Purpose of review: Perioperative cardiac complications remain a major area of concern as our surgical population increases in volume, age and frequency of comorbidity. A variety of strategies can be used to optimize patients and potentially reduce the incidence of these serious complications.
Recent findings: Recent literature suggests a trend towards less invasive testing for detection and quantification of coronary artery disease and greater interest in pharmacologic ‘cardioprotection’ using β-blockers, statins and other agents targeting heart rate control and other mechanisms (e.g. reducing inflammatory responses). The recent Perioperative Ischemic Evaluation study has substantially altered this approach at least towards widespread application to lower/intermediate risk cohorts. Considerable attention has been focused on ensuring optimal standardized perioperative management of patients with a recent percutaneous coronary intervention, particularly those with an intracoronary stent.
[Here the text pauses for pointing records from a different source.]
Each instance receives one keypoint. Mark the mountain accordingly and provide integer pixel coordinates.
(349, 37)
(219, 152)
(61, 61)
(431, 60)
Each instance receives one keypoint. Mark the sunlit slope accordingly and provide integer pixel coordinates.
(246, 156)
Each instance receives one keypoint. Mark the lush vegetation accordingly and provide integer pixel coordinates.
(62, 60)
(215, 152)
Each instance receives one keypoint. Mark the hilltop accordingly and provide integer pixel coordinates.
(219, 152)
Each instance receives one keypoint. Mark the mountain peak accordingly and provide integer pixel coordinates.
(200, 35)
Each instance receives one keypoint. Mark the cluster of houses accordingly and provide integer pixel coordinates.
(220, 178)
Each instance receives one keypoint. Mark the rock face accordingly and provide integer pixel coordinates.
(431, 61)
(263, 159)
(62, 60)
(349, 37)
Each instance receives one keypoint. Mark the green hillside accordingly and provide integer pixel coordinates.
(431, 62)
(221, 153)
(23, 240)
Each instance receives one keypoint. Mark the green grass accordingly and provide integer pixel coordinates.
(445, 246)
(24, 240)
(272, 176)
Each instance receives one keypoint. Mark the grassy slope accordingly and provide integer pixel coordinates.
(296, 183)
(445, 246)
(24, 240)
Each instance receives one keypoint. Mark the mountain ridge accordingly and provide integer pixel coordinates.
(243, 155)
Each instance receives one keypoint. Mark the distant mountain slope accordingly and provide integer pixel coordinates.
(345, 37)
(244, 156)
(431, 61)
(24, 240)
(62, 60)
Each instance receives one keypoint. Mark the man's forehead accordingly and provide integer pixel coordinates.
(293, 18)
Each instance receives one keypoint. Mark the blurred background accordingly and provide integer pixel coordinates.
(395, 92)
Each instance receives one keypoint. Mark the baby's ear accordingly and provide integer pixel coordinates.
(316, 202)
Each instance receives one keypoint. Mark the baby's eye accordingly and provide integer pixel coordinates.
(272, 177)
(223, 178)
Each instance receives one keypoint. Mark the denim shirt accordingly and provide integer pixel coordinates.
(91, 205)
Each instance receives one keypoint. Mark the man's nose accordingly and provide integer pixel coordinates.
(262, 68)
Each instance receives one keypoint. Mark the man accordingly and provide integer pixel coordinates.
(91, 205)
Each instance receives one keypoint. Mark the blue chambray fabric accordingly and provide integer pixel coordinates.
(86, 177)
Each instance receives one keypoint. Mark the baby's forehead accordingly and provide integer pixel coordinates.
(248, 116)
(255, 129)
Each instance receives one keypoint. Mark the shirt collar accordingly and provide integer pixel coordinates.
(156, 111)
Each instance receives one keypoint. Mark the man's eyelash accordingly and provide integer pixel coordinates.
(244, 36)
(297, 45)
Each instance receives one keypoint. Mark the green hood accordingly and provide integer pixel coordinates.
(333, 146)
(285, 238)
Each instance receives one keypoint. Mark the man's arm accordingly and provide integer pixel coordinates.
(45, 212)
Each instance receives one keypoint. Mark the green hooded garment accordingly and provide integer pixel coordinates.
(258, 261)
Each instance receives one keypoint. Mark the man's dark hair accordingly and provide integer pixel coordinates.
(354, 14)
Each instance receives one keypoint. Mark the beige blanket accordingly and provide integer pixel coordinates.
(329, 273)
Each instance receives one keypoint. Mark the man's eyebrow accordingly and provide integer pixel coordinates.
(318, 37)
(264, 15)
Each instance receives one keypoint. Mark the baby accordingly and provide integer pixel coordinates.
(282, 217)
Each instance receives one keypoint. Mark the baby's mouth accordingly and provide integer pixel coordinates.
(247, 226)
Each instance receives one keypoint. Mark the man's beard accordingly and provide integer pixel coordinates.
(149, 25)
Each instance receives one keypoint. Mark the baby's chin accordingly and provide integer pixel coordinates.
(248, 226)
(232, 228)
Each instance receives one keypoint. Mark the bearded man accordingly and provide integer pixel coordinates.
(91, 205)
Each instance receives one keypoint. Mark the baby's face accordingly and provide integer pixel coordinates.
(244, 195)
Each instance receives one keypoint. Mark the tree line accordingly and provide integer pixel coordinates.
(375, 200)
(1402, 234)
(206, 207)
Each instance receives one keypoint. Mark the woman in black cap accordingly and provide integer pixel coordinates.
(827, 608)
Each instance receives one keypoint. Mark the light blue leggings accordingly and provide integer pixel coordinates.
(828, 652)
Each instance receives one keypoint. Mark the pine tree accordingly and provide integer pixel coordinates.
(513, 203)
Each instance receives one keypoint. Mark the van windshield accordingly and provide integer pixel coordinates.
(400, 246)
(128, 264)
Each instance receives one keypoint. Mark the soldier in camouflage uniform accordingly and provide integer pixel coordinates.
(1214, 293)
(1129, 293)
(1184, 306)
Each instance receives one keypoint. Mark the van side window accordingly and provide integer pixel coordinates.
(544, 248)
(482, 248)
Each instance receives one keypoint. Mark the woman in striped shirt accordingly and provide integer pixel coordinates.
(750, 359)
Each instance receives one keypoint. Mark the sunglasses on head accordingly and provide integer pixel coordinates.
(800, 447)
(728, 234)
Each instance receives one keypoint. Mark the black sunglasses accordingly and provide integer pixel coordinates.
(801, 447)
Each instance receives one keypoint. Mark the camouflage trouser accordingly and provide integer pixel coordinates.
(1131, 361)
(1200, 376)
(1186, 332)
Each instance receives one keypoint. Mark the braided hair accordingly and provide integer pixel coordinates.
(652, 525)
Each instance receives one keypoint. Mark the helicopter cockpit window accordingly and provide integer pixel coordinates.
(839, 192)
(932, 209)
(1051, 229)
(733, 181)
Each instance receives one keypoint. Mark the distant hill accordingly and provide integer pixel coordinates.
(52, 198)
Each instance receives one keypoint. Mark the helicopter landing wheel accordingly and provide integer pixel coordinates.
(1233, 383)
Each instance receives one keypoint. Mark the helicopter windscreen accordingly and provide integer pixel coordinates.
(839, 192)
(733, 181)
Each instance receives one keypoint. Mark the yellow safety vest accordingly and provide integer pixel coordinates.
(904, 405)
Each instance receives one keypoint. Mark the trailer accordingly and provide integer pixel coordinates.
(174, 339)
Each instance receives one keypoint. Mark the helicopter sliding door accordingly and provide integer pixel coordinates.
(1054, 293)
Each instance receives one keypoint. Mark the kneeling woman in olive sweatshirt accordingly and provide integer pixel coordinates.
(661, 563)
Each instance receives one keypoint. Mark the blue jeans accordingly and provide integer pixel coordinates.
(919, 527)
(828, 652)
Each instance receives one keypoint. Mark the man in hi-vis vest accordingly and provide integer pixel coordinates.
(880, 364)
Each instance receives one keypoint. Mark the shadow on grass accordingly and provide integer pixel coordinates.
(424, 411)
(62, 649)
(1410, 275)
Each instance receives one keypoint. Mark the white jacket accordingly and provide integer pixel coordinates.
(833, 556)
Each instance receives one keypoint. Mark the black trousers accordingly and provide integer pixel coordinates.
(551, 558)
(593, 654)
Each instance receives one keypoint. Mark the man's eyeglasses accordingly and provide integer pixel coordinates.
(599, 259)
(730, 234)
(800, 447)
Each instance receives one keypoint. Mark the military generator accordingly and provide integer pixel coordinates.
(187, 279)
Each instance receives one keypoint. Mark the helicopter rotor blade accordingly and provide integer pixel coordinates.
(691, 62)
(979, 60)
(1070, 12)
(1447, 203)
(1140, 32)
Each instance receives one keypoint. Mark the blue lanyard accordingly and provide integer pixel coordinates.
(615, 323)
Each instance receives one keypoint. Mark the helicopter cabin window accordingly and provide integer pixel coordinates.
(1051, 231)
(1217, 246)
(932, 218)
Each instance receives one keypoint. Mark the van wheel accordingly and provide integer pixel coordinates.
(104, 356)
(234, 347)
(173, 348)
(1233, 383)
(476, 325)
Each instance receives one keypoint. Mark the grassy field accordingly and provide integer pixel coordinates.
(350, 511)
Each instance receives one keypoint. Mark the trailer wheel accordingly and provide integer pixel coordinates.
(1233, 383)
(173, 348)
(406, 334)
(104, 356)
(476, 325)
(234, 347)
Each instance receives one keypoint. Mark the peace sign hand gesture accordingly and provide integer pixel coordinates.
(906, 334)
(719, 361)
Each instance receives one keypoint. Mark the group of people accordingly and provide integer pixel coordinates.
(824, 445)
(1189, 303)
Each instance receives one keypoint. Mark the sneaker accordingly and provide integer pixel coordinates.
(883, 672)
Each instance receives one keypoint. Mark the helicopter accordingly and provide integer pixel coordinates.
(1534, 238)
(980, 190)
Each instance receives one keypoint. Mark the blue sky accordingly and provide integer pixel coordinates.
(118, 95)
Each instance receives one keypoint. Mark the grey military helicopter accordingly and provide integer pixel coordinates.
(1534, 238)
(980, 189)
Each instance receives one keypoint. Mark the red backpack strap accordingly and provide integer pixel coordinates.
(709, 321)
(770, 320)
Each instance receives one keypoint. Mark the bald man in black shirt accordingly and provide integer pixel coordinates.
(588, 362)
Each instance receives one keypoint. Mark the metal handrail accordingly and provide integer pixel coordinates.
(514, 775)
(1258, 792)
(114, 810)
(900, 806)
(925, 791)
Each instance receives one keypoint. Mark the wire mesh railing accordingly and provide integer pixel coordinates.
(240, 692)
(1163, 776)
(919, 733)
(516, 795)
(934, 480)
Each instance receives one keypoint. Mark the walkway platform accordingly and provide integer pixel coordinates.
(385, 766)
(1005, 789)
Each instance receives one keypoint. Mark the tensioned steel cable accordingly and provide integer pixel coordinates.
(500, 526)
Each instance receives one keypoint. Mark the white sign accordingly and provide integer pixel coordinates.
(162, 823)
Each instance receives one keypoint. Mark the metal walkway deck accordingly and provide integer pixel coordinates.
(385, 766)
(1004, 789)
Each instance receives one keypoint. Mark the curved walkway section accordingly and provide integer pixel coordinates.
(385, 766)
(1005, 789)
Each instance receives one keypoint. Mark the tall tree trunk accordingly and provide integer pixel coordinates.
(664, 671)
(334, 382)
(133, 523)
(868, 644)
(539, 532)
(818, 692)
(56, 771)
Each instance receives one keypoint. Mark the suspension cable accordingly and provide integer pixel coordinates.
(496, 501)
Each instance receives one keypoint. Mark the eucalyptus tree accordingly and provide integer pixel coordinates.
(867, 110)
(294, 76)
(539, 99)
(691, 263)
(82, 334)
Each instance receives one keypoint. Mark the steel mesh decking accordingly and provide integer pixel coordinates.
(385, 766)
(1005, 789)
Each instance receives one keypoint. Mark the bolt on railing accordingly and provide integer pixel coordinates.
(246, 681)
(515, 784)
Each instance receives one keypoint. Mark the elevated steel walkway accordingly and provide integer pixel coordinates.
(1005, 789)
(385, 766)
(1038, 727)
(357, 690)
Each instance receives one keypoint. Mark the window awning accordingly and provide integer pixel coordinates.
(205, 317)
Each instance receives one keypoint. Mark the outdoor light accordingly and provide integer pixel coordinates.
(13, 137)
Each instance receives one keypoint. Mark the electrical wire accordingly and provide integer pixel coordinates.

Widespread surveillance of postoperative troponin release and increasing recognition of the prognostic potential of elevated preoperative brain natriuretic peptides point towards changing strategies for long-term risk stratification.
Summary: The complexity of a particular patient's physiologic responses to a wide variety of surgical procedures, which are undergoing constant technological refinement generally associated with lesser degrees of invasivity and stress make calculation of patients' perioperative risk very challenging. At the present time, adequate information is available for the clinician to screen patients with high-risk preoperative predictors, delay elective surgery for patients with recent intracoronary stents and continue chronic β-blockade in appropriate patients. New large-scale database and subanalyses of major trials (e.g. Perioperative Ischemic Evaluation and Coronary Artery Revascularization Prophylaxis) should provide additional information to minimize perioperative cardiac risk.